Can a glacier have a heartbeat? Not literally. But NASA says Stonebreen, a glacier on Edgeøya in Norway’s Svalbard archipelago, comes surprisingly close.
New imagery from the agency shows the glacier pulsing in shades of red through the year, not because the ice changes color, but because the animation tracks how fast the surface is moving. Darker reds mean faster flow.
The image is striking partly because the place itself feels so remote. Edgeøya sits in southeastern Svalbard, roughly halfway between mainland Norway and the North Pole, and the animation turns a quiet Arctic landscape into something that almost feels alive.
That is what catches the eye. The science underneath it matters more.
Why Stonebreen seems to “pulse”
Between 2014 and 2022, Stonebreen moved relatively slowly through winter and spring, then sped up by late summer to more than 1,200 meters (about 3,940 feet) per year in some areas. In summer 2020, parts of the glacier reached 2,590 meters (roughly 8,500 feet) per year.
NASA says those summer bursts happen when meltwater slips from the surface to the base of the glacier, raising pressure and helping the ice slide more easily over rock.
The animation comes from NASA’s ITS_LIVE project, which measures glacier speed by tracking crevasses and other surface patterns in optical and radar satellite images. In simple terms, researchers are following the glacier’s fingerprints from one month to the next. As glaciologist Chad Greene put it, “We wanted to check the health of Earth’s glaciers, so we measured their pulse.”
A rare glacier with an even stranger cycle
Stonebreen is unusual for another reason. It is a surge-type glacier, a rare class that can sit in a slower phase for years and then suddenly lurch forward much faster for months or even years. NASA says only about 1% of glaciers worldwide behave this way, although they are more common in Svalbard.
Before 2023, Stonebreen had been in a fast-moving phase after melting at its front likely destabilized it. Since 2023, it has mostly shifted into “quiescence,” with just a brief summer glide when meltwater returns.
Why this matters beyond one Arctic island
Why should anyone care about a glacier so far from daily life? Because Stonebreen’s “heartbeat” fits into a much larger pattern. Using millions of satellite images collected from 2014 to 2022, NASA scientists mapped seasonal glacier motion around the world and reported that Earth has more than 200,000 glaciers.
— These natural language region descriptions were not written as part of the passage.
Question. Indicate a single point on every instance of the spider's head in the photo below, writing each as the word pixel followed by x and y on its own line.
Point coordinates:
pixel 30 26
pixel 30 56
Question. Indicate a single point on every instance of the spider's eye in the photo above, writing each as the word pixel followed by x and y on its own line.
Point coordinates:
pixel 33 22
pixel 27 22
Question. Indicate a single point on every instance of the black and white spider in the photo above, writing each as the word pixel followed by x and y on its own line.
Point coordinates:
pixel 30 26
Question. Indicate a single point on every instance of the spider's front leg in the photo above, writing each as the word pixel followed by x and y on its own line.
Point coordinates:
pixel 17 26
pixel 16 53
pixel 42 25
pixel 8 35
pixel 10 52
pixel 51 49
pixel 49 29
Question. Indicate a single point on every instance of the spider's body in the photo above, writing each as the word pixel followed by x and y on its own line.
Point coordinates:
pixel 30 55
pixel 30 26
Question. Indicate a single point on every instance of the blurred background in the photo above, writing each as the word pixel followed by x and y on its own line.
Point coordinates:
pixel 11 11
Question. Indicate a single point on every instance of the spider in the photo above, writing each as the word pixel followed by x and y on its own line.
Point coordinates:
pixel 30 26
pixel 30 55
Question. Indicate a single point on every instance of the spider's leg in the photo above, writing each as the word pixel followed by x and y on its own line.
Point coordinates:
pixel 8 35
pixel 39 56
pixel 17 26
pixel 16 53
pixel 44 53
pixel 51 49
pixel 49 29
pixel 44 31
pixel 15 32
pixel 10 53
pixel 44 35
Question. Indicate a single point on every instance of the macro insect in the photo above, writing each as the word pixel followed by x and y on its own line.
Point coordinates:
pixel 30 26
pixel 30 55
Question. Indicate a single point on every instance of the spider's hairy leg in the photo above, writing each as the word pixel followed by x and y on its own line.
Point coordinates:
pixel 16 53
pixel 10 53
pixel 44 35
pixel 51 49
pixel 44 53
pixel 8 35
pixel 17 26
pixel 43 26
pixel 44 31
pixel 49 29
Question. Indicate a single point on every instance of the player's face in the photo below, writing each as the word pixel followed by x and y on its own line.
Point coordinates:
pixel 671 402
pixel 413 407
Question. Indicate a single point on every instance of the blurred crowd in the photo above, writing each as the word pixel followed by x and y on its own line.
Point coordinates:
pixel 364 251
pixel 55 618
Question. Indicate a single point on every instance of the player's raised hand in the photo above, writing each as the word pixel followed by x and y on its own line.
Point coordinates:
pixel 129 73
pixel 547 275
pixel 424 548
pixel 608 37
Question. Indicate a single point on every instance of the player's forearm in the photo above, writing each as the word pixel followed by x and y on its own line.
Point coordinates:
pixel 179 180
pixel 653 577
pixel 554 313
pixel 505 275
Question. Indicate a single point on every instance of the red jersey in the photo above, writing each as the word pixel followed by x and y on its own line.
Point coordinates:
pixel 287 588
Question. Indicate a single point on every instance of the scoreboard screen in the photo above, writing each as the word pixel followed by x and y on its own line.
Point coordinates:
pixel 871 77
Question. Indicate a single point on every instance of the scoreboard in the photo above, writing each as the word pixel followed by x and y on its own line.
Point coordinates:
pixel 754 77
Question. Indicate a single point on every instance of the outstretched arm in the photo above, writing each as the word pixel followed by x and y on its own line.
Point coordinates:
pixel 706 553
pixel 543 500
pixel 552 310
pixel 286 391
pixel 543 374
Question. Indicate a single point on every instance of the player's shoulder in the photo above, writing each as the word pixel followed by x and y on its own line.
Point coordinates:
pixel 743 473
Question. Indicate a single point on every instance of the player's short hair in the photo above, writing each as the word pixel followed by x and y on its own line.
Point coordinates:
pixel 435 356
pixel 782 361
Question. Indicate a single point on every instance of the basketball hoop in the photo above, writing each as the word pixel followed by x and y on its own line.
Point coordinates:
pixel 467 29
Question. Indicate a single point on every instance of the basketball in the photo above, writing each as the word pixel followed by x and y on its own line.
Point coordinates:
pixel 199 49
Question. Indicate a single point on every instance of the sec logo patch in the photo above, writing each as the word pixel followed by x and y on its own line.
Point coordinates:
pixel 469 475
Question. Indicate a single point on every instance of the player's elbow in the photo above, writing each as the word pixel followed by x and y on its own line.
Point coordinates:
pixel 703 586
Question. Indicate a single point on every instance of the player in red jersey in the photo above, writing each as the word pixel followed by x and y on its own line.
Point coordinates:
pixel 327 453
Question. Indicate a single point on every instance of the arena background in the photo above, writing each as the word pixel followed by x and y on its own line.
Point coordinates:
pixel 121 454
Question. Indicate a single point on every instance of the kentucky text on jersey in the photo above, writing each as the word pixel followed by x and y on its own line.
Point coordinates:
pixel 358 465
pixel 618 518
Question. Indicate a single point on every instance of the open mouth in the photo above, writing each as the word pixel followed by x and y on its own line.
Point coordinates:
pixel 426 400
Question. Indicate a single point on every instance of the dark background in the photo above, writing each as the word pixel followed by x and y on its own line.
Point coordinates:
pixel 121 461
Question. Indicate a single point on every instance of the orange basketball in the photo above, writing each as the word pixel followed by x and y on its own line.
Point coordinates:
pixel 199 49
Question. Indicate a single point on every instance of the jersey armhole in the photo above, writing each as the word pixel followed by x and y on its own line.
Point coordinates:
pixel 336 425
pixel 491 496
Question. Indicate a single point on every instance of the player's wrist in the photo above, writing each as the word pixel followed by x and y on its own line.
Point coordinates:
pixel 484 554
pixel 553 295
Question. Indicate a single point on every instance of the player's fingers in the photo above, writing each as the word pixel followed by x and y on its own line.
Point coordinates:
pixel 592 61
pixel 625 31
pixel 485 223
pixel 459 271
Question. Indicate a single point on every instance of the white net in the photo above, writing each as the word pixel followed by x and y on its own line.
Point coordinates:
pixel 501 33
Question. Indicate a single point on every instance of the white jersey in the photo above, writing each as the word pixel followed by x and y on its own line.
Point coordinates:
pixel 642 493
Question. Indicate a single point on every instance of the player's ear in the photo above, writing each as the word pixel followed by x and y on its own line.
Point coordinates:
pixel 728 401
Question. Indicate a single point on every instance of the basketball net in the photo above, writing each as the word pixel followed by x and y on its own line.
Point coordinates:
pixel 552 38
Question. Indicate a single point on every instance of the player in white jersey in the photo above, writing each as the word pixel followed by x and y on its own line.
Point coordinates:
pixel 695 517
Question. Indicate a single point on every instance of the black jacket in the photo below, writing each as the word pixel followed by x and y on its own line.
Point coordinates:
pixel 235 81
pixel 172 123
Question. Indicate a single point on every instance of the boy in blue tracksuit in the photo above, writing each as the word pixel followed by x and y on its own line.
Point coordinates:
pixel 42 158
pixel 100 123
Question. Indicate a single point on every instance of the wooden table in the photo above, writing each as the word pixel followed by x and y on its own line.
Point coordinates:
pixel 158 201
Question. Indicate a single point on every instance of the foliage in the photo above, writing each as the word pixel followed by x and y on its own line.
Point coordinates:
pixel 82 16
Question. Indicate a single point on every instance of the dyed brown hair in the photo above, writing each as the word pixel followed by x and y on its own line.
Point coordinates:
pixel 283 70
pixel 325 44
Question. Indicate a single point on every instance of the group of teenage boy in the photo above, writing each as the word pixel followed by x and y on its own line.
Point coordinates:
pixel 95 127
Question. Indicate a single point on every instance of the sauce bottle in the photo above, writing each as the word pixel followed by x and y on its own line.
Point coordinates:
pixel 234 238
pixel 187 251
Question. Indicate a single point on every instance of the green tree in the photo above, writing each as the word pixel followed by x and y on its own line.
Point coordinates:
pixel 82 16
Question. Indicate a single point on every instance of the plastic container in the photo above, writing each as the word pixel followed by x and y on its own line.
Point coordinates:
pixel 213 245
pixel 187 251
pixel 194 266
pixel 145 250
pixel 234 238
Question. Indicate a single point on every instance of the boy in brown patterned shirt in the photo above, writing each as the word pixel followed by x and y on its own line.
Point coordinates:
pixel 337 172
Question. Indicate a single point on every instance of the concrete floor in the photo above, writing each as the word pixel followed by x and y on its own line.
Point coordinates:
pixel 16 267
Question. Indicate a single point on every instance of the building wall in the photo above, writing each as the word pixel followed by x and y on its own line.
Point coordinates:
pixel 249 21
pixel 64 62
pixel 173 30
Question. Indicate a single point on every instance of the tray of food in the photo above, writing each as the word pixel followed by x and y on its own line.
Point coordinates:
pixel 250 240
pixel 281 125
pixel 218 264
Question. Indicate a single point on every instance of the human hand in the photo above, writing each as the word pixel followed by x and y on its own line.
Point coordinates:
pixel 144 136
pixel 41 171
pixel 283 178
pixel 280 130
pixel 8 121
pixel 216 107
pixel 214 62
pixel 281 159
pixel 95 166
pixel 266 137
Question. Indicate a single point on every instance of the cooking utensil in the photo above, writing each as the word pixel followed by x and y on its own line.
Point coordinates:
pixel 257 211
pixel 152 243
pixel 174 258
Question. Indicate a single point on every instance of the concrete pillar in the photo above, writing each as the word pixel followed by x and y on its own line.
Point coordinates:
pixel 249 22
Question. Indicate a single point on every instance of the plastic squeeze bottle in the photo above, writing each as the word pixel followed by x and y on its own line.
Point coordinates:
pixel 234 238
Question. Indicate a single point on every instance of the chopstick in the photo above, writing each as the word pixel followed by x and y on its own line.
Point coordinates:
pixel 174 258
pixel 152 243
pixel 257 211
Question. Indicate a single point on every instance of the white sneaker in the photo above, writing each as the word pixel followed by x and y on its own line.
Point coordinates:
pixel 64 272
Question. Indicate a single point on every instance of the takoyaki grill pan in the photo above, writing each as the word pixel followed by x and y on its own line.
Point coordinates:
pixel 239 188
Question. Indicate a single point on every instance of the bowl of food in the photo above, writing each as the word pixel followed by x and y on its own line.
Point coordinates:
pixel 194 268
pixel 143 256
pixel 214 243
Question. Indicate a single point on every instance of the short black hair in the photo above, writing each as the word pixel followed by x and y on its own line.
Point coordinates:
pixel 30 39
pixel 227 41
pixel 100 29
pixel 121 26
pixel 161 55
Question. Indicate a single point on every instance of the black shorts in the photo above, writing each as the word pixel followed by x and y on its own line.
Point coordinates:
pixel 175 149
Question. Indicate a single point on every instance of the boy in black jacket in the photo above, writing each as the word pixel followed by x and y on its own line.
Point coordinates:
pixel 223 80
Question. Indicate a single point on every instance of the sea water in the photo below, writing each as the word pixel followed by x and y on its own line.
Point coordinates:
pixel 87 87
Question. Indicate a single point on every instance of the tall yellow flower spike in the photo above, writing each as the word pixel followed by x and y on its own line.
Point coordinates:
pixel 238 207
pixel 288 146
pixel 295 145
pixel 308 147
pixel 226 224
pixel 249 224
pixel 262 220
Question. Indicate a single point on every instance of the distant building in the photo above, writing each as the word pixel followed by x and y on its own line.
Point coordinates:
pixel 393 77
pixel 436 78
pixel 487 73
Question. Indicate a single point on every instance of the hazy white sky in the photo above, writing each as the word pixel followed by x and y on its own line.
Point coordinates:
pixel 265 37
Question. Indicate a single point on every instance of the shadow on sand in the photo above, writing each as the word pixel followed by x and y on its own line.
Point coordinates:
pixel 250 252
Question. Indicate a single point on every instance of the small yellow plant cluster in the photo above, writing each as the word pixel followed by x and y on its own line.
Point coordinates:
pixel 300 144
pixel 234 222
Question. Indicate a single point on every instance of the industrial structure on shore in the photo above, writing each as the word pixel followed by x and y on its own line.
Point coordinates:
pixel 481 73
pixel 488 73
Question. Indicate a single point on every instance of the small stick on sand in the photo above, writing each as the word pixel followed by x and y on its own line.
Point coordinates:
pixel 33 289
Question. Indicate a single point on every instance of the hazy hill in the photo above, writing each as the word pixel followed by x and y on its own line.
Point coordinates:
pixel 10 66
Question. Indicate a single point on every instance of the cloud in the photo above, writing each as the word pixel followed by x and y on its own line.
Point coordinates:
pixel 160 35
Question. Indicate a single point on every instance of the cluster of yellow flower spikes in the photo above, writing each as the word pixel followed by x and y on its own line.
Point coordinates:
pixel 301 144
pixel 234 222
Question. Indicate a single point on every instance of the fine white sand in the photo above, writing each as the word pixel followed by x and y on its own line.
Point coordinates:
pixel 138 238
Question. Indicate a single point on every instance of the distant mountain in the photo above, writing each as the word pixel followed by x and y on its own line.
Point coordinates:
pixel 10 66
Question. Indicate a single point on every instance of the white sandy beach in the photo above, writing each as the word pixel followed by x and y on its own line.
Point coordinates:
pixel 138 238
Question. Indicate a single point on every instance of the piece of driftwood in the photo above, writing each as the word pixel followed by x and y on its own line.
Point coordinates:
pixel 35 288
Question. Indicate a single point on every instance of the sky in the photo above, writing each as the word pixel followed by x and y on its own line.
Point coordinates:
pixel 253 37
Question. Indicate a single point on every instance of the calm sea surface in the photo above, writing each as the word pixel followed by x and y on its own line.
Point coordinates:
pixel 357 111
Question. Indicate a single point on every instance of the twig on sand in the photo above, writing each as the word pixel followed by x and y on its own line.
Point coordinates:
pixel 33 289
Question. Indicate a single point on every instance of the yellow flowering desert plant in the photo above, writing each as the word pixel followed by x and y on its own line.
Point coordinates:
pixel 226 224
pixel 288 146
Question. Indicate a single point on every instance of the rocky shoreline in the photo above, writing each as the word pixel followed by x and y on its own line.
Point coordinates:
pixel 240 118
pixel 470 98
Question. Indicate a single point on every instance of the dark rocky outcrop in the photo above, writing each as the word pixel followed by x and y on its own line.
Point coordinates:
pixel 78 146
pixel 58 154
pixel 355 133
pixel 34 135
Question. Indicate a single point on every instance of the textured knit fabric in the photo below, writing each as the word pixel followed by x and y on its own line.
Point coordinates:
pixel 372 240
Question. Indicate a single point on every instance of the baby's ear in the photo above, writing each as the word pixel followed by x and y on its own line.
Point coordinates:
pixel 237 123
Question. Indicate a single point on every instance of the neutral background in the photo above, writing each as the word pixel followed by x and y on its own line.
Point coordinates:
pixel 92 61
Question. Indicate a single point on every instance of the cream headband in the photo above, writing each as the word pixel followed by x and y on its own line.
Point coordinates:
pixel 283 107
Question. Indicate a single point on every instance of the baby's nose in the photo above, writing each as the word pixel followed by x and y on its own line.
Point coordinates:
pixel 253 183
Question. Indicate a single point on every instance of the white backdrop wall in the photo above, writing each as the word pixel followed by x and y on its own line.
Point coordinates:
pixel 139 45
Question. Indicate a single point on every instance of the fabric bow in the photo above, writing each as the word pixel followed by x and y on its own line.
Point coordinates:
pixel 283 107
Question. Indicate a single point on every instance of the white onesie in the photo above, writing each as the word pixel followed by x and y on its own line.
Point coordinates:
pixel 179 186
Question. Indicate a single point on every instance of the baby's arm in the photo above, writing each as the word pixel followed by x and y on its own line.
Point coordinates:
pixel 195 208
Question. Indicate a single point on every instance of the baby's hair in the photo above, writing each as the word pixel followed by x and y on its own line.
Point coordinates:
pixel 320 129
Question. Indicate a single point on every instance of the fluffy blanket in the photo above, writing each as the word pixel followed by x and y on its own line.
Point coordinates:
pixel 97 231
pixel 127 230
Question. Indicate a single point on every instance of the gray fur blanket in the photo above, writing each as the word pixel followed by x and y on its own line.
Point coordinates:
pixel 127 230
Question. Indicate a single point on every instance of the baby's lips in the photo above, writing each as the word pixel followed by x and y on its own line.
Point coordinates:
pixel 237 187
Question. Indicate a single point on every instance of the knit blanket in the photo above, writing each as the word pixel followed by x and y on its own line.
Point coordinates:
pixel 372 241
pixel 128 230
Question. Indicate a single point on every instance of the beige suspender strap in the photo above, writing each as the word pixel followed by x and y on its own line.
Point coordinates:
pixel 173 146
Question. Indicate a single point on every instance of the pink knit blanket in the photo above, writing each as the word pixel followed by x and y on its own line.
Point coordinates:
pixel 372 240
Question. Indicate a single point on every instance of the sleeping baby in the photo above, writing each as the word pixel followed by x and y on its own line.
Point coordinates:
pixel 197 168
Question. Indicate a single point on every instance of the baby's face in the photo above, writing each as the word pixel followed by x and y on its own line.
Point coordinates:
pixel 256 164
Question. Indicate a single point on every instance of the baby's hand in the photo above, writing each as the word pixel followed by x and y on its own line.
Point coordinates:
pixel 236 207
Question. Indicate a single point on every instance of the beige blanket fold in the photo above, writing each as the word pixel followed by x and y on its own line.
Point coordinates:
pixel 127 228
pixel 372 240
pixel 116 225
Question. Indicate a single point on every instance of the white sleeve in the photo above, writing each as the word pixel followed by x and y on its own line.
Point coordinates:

Their 2025 study in Science found that seasonal velocity changes are strongest where annual maximum surface temperatures rise above 0 degrees Celsius, and that future warming could amplify and shift those patterns worldwide.
That makes Stonebreen more than an Arctic curiosity. Its seasonal pulse acts, to a large extent, like a vital sign. It will not tell the whole story on its own, but it can help researchers see which glaciers may be more vulnerable as warming changes the timing and intensity of meltwater flow. And that is the part worth watching.
The official statement was published on NASA Earth Observatory.